Directed by James Wan. Starring Jason Momoa, Amber Heard, Patrick Wilson, Willem Dafoe, Nicole Kidman, Dolph Lundgren.
The Plot: Arthur Curry (Jason Momoa), the half-breed offspring of a lost Atlantean Queen (Nicole Kidman) and a human lighthouse keeper, has shunned his position as the natural heir to the throne of Atlantis. On land and among humans, he is known as Aquaman and uses his underwater powers to help others. In Atlantis, his brother Orm (Patrick Wilson) is amassing power and building alliances with the likes of King Nereus (Dolph Lundgren). Concerned with human interference with the oceans and a possible encroachment on his territory, Orm intends to strike first and launch an all-out war on land. Princess Mera (Amber Heard) seeks help from Arthur, to restore the rightful balance of power. He now must become the man he was meant to be…
The Verdict: First introduced briefly in Batman v Superman: Dawn Of Justice and then brought centre stage as a team player in Justice League, Arthur Curry AKA Aquaman has some real potential. Brash and occasionally funny, with something of a rockstar persona, the prospect of his own origin film is tantalising. The added bonus of James Wan as a director, a man who knows how to make a well-engineered film in Hollywood, promised a heroic and spectacular pre-Christmas treat. Unfortunately, the gap between expectations and reality here is as wide as the distance between the mighty Atlanteans and the land-lubbers they strangely fear.
The reality is that the story, by Wan and three other writers, isn’t that involving. You can pretty much tell where it’s going early on. Warring brothers, conflict over the control of an otherworldly kingdom, inter-world wars… A certain rival studio already covered all this in and in a more original way too. DC’s take aims less for Shakespeare and more for simple butting of heads, fiery exchanged words and the warm, glowy feel of a mother’s love for her sons (that again?). Not that the story really matters that much. It’s drowned in a mass of headache-inducing CGI gloop right from the beginning.
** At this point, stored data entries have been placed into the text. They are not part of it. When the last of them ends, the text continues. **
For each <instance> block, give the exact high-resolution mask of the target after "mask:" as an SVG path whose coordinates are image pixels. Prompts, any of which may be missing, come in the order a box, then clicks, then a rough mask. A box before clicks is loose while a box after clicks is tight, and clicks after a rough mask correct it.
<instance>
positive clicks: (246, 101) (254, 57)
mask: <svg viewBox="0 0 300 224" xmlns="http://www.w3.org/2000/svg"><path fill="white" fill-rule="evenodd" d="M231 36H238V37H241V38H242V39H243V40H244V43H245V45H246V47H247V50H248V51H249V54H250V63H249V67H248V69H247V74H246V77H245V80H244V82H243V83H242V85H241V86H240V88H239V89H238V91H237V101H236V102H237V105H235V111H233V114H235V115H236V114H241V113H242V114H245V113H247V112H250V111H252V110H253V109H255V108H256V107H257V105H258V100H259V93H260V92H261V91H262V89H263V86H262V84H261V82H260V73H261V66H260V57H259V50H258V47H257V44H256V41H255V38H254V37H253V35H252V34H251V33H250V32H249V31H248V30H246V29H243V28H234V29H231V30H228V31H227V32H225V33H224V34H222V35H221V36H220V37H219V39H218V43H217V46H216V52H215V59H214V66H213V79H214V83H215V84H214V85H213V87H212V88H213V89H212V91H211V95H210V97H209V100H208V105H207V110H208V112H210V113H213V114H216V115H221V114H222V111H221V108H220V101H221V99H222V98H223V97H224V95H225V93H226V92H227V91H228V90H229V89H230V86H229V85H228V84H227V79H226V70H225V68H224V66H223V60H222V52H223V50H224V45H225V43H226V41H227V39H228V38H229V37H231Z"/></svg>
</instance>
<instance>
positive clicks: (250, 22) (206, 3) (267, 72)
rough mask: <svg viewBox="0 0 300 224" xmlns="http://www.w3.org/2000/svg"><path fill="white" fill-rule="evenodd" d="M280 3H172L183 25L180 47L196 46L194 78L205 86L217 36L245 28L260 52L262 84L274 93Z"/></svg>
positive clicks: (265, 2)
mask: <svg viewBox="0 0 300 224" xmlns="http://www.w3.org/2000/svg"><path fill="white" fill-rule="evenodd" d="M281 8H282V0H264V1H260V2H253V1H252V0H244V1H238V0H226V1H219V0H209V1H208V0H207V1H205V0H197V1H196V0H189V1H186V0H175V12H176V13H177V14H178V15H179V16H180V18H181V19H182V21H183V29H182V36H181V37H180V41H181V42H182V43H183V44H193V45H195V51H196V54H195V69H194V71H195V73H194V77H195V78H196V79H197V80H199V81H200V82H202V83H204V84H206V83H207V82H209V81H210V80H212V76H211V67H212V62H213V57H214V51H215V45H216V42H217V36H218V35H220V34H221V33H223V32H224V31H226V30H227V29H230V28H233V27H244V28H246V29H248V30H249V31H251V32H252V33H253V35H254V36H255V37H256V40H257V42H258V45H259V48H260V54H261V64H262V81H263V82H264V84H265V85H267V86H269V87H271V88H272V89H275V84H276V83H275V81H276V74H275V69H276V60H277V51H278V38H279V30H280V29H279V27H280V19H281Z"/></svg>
Think Tron Legacy underwater, but without the stylish sheen of that film.
Aquaman is an effects-heavy film, but there’s a point at which the visuals become overpowering and just too much to take onboard. Amid the Atlantean warriors on sharks, there’s even an octopus playing drums in a gladiatorial arena. The audience is barely given the chance to bask in the amusing underwater oddness of it all. The pace is relentless, moving from one scene to another with little character development – a disappointing decision from the usually more patient Wan. The plot just moves mechanically from Point A to Point B and so on, so it starts to resemble a videogame. Environmental exploration? Check. Flirtations with local princess? Check. Quest to find a MacGuffin that could stop the inter-world war? Check. End-of-level baddie? Check. Wan has the game controller and he’s the one having most of the fun, not the audience.
As a team player, Aquaman was fine in short bursts. Here in a standalone film he comes across as a good bit smug and virtually invincible. It’s hard to care about a superhero whose only weakness appears to be infrequent bouts of exhaustion. Momoa is a commanding physical presence throughout but is underserved by a weak script that struggles to round out his character. The film does work occasionally – when it’s on dry land and involves the flying sparks between Aquaman and Mera. Most of the film takes places underwater though and becomes overwrought. In a year in which that aforementioned rival studio gave us a ground-breaking film about diversity in the superhero genre and then boldly wiped out half the population of Earth with a click of its fingers, Aquaman looks tired and unimaginative. Down to Davy Jones’ locker for a spell, Aquaman.